Noi giapponesi siamo i più grandi mangiatori di pesce del mondo. Ogni città principale in questo paese ha un mercato ittico, come ad esempio Nijo (Sapporo), Nishiki(Kyoto) e Kuromon(Osaka), ma la capitale giapponese ha 12 milioni di abitanti. Naturalmente è la maggiore consumatrice di pesce del pianeta. Perciò il mercato ittico di Tokio è il più grande dell'universo con una dimensione di 230.000 m² e gestito dalla prefettura di Tokio. Dentro il padiglione ci sono più di 900 negozi per la vendita all’ingrosso e il numero di persone che, con vari turni, vi lavora, oscilla da 60.000 a 65.000 unità, tra venditori accreditati, personale amministrativo e operai. Nel 2001 si è deciso di trasferire il mercato entro l’anno 2016 a 2km di distanza nel distretto di Toyosu (Koto-ku). Il mercato attuale è stato costruito nell'anno 1933, grande quanto 6 volte lo stadio Tokyo-dom. Il suo vero nome è “Tokyo-to chuo oroshiuri shijou tsukiji shijou suisanbutsu-bu” (il mercato centrale all’ingrosso di Tokyo, reparto ittico di Tsukiji), ma viene chiamato anche “Kashi” oppure ”Uo-gashi” perché è il primo mercato costruito nel distretto di Nihon-bashi. Si trovava sul fiume (Kashi) e da lì, anche se si è trasferito nel distretto attuale Tsukiji, il soprannome è rimasto fino ad oggi. L’incasso totale dell’anno 2001 ammontava a circa 636.000 tonnellate di pesce, corrispondenti a 566.200.000.000 Yen (circa 4 miliardi 700milioni di Euro in base al cambio dell’epoca; 1 euro=120yen) e in media di 2.300 tonnellate e 2.100.000.000 di Yen (circa 17 milioni 500 mila Euro) di incasso totale al giorno.

lunedì 15 dicembre 2008

MAKI SUSHI

Maki significa “rotolo” è un piatto molto divertente per gli italiani che amano prepararlo e creare nuove variazioni.

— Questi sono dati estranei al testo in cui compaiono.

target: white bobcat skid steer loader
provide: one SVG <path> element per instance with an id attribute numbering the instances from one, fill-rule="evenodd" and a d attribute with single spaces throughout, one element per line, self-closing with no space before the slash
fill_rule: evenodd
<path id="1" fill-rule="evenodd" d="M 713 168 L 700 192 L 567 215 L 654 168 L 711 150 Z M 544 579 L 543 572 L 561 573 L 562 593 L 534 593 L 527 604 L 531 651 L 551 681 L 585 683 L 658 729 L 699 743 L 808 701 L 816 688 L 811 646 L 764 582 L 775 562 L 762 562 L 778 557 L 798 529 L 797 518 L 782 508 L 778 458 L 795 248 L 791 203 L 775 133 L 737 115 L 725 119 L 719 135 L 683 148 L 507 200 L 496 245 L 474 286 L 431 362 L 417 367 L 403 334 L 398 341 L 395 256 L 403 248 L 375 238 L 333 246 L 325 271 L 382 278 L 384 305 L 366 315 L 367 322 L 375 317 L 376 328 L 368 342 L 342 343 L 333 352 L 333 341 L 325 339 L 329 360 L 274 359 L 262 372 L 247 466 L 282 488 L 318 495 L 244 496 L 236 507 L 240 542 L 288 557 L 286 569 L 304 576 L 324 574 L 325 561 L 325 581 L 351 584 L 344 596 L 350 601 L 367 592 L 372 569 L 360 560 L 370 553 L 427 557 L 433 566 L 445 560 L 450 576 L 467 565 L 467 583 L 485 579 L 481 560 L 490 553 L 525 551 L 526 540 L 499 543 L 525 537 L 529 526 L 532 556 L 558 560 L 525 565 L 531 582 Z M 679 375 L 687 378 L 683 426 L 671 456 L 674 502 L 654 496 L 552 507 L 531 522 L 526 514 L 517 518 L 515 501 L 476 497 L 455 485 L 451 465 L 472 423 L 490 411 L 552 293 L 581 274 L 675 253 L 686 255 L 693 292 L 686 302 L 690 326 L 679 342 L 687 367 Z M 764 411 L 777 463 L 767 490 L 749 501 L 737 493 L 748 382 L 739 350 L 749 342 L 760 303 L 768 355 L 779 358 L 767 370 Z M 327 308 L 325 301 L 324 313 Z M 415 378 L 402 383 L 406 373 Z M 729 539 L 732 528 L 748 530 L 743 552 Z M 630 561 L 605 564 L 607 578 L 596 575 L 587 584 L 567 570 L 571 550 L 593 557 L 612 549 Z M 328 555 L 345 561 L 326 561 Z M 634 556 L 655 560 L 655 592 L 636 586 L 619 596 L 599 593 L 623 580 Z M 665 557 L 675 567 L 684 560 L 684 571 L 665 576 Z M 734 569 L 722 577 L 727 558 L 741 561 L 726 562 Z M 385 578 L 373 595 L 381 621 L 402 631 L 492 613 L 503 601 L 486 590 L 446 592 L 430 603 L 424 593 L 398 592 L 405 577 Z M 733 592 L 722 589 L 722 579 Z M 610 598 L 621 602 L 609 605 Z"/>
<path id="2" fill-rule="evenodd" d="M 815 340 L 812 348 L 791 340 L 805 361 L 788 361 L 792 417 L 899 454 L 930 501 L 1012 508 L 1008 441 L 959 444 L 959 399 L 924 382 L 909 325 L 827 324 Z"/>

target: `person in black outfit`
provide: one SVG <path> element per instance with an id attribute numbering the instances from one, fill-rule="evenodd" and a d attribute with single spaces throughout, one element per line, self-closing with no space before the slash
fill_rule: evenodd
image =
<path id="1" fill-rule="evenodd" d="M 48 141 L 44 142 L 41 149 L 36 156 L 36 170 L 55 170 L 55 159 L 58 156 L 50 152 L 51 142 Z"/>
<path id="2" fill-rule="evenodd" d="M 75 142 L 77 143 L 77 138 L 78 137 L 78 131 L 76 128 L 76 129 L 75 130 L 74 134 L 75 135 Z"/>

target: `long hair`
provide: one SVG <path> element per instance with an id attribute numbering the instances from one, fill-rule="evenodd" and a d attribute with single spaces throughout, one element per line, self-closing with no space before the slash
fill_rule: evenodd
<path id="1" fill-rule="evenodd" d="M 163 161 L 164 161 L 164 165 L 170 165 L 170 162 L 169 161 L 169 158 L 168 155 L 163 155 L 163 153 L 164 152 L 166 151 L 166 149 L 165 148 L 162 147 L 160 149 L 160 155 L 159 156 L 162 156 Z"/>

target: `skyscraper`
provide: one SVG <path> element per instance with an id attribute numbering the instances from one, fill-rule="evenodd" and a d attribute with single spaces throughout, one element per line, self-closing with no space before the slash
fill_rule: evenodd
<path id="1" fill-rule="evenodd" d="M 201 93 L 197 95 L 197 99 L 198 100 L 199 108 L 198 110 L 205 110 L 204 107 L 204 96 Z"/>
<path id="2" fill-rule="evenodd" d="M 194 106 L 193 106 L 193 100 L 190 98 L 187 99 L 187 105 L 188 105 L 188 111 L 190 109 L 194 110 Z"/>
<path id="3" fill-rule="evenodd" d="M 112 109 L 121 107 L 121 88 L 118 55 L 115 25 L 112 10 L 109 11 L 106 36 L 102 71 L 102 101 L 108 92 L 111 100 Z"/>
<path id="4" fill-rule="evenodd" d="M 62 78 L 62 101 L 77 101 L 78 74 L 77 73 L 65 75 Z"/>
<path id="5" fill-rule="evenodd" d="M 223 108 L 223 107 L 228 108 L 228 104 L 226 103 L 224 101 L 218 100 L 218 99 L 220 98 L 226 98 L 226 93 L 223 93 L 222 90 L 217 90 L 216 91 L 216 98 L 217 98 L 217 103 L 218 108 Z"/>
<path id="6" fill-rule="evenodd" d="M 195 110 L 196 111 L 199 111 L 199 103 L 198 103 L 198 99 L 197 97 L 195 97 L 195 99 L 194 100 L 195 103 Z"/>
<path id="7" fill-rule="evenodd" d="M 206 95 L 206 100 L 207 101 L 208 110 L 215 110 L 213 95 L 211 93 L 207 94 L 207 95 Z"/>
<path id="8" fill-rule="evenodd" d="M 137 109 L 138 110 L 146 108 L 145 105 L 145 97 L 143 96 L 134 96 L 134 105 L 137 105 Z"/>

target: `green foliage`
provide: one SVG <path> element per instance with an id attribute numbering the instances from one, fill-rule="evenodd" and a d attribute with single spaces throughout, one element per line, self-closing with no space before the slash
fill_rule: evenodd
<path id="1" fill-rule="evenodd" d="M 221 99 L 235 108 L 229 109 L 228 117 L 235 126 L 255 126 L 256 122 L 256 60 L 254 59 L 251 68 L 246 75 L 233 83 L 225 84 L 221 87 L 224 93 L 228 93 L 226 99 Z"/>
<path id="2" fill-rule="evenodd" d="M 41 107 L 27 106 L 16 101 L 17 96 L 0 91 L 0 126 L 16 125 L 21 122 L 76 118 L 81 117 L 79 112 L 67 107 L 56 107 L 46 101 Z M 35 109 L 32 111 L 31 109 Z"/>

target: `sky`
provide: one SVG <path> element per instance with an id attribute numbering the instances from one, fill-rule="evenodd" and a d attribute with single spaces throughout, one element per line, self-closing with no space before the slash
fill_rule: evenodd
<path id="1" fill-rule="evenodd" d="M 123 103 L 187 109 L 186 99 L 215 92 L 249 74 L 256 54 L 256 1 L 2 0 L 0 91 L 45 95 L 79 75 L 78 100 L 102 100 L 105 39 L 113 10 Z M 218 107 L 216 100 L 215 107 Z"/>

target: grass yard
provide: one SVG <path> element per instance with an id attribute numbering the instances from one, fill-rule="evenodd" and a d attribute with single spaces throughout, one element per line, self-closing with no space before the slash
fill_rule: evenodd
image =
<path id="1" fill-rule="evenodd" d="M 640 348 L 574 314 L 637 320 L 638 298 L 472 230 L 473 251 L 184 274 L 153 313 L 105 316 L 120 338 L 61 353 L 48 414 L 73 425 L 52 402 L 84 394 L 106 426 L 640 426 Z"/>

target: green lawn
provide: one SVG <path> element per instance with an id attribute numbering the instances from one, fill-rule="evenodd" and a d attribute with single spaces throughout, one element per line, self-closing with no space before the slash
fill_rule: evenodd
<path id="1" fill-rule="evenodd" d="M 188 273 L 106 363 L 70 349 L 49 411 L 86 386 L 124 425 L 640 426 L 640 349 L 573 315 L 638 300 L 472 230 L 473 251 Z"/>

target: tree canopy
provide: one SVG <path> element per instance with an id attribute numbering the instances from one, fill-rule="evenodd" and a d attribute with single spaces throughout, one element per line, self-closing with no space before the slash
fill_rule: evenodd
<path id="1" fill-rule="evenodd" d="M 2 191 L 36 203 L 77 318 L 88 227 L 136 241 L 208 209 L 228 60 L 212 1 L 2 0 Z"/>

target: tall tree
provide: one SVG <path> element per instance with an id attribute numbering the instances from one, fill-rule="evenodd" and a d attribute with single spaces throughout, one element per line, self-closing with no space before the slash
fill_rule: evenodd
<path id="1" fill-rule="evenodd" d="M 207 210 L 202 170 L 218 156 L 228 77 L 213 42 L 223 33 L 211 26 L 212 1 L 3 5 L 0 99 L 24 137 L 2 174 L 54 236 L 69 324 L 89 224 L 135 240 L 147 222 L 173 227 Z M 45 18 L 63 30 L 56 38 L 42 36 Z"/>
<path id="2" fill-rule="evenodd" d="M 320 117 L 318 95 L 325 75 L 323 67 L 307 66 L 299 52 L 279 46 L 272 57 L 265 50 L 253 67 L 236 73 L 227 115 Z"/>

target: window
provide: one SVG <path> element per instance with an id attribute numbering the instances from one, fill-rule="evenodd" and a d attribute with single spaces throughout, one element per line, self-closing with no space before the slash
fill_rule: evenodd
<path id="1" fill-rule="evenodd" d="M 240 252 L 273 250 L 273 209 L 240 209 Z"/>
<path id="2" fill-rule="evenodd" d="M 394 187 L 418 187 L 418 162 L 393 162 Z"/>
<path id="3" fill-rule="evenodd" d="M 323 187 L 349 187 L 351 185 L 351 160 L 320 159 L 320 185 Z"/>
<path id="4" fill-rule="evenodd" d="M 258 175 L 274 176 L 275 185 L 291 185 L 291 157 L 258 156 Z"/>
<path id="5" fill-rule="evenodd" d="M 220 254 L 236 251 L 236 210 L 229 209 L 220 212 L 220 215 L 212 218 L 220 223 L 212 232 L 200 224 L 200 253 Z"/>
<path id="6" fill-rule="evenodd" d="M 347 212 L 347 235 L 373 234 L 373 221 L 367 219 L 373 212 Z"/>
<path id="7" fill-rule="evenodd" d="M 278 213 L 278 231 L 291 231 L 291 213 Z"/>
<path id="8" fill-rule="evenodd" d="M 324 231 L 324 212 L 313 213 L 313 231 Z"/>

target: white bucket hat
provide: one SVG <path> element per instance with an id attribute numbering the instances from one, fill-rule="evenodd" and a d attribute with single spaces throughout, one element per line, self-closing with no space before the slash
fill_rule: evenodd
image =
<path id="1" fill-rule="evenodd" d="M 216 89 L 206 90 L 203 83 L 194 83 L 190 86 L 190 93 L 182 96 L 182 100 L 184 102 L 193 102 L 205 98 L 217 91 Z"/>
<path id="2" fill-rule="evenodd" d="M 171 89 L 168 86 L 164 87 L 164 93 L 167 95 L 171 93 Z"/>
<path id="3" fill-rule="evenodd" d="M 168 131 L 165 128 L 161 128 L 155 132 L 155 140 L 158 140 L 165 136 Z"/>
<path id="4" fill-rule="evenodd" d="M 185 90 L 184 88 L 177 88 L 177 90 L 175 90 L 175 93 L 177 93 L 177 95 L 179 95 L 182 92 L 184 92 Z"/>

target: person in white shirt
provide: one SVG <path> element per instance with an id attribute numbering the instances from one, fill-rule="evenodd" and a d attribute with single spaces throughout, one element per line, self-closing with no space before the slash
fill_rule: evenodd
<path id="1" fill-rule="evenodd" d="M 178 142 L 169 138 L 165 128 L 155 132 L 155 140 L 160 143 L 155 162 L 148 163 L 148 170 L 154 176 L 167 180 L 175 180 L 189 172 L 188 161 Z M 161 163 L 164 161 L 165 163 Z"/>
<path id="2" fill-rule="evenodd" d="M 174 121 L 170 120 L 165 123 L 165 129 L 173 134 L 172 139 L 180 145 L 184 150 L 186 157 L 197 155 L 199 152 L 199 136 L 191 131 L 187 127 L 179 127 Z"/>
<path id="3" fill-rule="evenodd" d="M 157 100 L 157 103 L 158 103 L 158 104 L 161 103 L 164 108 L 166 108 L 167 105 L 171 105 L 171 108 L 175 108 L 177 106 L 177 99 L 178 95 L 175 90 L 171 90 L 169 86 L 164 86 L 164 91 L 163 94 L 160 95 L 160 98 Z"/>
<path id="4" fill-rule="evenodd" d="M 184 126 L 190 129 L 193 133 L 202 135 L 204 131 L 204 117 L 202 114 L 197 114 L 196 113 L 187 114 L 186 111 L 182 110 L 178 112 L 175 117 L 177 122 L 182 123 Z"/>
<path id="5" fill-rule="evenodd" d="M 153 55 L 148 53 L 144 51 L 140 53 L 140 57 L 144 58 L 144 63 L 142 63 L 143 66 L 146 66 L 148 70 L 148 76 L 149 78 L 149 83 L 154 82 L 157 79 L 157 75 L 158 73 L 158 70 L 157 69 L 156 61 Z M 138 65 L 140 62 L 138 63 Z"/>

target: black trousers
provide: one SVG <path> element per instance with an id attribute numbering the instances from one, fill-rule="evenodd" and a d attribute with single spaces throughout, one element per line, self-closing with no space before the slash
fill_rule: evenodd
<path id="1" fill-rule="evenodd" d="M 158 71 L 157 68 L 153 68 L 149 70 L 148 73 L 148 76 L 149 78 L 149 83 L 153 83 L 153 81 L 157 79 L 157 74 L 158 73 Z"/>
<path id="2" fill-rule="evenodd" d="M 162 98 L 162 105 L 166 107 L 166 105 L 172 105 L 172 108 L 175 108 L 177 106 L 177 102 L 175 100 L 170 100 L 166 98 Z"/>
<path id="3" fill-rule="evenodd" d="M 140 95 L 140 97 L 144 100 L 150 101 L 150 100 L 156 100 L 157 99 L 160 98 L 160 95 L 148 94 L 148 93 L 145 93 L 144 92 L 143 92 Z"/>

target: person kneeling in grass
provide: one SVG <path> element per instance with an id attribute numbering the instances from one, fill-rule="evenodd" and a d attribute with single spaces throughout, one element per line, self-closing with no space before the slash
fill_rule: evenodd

La differenza rispetto agli altri tipi di sushi è che in questo caso si usano fogli di alga “nori” e la stuoia di bambù(makisu).
I fogli di alga esterni sono quelli usati per tradizione, ma negli ultimi tempi è nato un nuovo modo di preparare il maki, in modo che l’alga risulti al suo interno e il riso all’esterno(uramaki)

giovedì 11 dicembre 2008

Guida ai cuochi giapponesi

Era una novità che nel paese del Sol Levante si mangiasse bene. E ora la cucina giapponese sbarca anche in Occidente.

Quest'anno per la prima pubblicazione della guida Michelin riservata al Giappone, i ristoranti di Tokio hanno ottenuto ben 191 stelle.
Ma in Italia in quali ristoranti giapponesi e sushi-bar si mangia bene? Quale ristorante é consigliabile per mangiare un autentico piatto nipponico?
Per queste richieste l'Associazione Tozai ha iniziato a costruire una guida, non per cercare ristoranti, ma per sapere in quali ristoranti é possibile trovare cuochi giapponesi esperti. Infatti i cuochi molto spesso cambiano sede di lavoro.